L'écurie DC Comics, maison d'édition et de production en concurrence  directe avec Marvel, voulait marquer l'année 2011 avec un de ses héros fétiche pour ne pas trop rester dans l'ombre de Marvel et sa flopée de super-héros (Thor, X-Men: first class et Captain America) sur grand écran en attendant le prochain opus de la saga Batman de Nolan. Et bien c'est loupé.

j'ai l'impression que les scénaristes, et je dis bien scénaristes car le réalisateur ne fut finalement que spectateur du film laissant les producteurs prendre la barre du navire, ne font que reprendre les ingrédients de la recette du voisin quant il s'agit de cuisiner leur plat. Et du coup on retombe dans les mêmes travers que les autres adaptations de comic-book. Alors voilà, y en a marre de cet humour à base de répliques pourries et attendues comme le feu d'artifice du 14 Juillet: On sait quand ça va tomber, c'est toujours pareil et finalement une heure après on ne s'en souvient plus.

Marre aussi des histoires d'amour proprettes où il n'y a pas l'ombre d'une cuisse à l'horizon et qui finissent par parasiter les films en tuant leur rythme avec des plages de dialogues débilisantes: "Je t'aime.."-"oui mais tu n'as pas répondu à ma question"-"je sais mais..."-"Quant grandiras-tu?"-"J'ai maintenant de grandes responsabilités..."-"Mais tu ne me dis pas tout!!".....Pffffff!! Incroyablement inutile dans un film de super héros censé divertir( je dis bien divertir car rares sont les films de super-héros censés faire réfléchir hormis le cultissime "Watchmen").

En fait, le principal problème est là: "Green Lantern" ne divertit pas. What the fuck!? Les scènes d'action sont aussi rares qu'un TGV sans retard, c'est dire! Dommage car il faut quand même avouer que question design le film n'est pas à mettre au fond de la classe avec par exemple la planète Oa (qui accueille les Green Lantern) magnifique et ses supers flics tout verts qui ont vraiment de l'allure (d'ailleurs beaucoup sont présents dans les comics comme le charismatique Kilowog!!). Malheureusement les passages dans l'espace sont aussi rares que les scènes d'action.
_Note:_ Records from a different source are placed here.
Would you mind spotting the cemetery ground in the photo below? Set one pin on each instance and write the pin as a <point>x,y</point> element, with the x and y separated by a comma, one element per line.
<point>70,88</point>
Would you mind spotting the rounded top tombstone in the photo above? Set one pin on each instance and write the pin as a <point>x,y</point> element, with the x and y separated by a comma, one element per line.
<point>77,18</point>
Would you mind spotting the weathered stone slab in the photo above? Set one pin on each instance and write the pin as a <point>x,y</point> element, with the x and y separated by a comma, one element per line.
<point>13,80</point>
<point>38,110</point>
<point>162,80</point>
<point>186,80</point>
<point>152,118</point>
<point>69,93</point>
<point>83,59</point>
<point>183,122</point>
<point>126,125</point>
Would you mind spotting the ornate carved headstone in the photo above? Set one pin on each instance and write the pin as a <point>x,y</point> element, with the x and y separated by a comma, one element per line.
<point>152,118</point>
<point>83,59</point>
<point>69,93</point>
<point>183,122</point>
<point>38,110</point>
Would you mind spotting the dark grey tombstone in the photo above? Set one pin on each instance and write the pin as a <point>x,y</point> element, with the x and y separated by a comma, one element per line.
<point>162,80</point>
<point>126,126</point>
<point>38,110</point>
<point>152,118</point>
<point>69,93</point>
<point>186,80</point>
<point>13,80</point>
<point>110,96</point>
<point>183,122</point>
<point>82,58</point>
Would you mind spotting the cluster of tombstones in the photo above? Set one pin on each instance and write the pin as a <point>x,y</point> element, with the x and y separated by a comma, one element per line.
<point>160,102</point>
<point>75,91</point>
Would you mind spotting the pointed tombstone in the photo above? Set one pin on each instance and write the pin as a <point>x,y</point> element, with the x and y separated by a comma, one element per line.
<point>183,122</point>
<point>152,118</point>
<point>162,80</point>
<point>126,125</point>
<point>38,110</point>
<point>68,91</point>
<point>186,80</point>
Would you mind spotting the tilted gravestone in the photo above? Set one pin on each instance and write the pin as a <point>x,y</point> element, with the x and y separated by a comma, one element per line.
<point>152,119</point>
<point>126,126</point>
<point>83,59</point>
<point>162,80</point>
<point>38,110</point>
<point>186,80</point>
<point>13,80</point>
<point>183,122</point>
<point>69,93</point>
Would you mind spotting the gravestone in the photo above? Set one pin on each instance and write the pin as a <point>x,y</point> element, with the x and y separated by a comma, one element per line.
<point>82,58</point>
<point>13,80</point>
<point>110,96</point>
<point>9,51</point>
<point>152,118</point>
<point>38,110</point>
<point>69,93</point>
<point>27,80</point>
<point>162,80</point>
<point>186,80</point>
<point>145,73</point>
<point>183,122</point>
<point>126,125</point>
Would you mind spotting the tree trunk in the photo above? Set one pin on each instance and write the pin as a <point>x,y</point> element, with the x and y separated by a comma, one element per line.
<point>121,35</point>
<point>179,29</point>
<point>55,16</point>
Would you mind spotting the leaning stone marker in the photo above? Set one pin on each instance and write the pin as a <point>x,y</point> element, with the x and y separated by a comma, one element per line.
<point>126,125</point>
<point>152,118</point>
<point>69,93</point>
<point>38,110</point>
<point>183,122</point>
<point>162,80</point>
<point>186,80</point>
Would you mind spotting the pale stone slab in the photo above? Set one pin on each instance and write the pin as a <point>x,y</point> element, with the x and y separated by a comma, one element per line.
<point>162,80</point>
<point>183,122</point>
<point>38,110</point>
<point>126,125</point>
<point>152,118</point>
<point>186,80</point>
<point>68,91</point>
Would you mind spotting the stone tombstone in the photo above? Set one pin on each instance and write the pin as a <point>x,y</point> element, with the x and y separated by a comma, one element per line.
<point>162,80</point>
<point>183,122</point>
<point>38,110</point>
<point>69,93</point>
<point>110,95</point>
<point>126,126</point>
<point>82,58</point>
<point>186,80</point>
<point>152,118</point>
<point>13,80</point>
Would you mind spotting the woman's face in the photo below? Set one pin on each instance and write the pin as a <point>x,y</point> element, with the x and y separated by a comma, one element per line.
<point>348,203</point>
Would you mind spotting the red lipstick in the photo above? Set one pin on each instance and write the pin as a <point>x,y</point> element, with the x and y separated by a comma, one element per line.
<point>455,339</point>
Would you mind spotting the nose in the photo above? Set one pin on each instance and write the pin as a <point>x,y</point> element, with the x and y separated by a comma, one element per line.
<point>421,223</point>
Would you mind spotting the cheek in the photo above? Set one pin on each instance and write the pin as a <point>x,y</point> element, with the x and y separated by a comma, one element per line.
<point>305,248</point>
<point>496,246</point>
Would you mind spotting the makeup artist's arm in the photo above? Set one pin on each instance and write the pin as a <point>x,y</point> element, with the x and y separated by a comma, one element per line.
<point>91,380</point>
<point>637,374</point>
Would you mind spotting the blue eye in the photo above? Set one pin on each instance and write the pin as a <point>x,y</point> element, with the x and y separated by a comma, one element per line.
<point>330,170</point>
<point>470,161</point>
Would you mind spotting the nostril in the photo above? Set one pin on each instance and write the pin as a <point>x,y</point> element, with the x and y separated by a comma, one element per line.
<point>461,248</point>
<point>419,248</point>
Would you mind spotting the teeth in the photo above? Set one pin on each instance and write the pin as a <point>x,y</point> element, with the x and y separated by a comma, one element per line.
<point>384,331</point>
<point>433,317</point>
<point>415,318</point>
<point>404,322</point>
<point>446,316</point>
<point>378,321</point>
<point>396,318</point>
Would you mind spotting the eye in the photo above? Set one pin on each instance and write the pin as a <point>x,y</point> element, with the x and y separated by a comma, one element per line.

Question mise en image des super pouvoirs de la bagounette verte on dira aussi que l'examen est réussi aussi mais qu'il y a un certain manque de folie. D'ailleurs, le seul moment de folie est certainement le plus ridicule du film avec un Hal Jordan créant un châssis de voiture pour réceptionner un hélico qui s'écrase et le faisant rouler sur un circuit tout vert!! Génial? Pathétique? Mon cœur balance encore.

Je ne m'attarderais même pas sur la prestation de Ryan Reynolds (le Deadpool de "Wolverine: Origins") qui, franchement, rend son personnage d'une mollesse absolue et lui donne une image de crétin avec un regard de cocker terriblement stressant. De plus, ça me fait vraiment chier de le dire mais retrouver Tim Robbins dans un tel film c'est hallucinant!! Besoin pressant d'argent? Pitoyable!

"Green Lantern" est mauvais (le pire c'est qu'une suite est clairement annoncée en fin film!!), plat dans son scénar' et jamais surprenant (ils seraient temps que les scénaristes à Hollywood se remettent en question), mou dans son déroulement (deux scènes d'action plus un assaut de l'ennemi ultime coupé après 40 secondes!!) et finit par ennuyer le spectateur (où est le côté épique et guerrier du comic-book?) malgré des effets spéciaux et un design pas dégueu. Conclusion: c'est vite vu, vite dégueulé.

"Green Lantern" (2011) de Martin Campbell. Distribué par Warner Bros. Avec Ryan Reynolds, Blake Lively, Peter Sarsgaard. Durée: 1h54.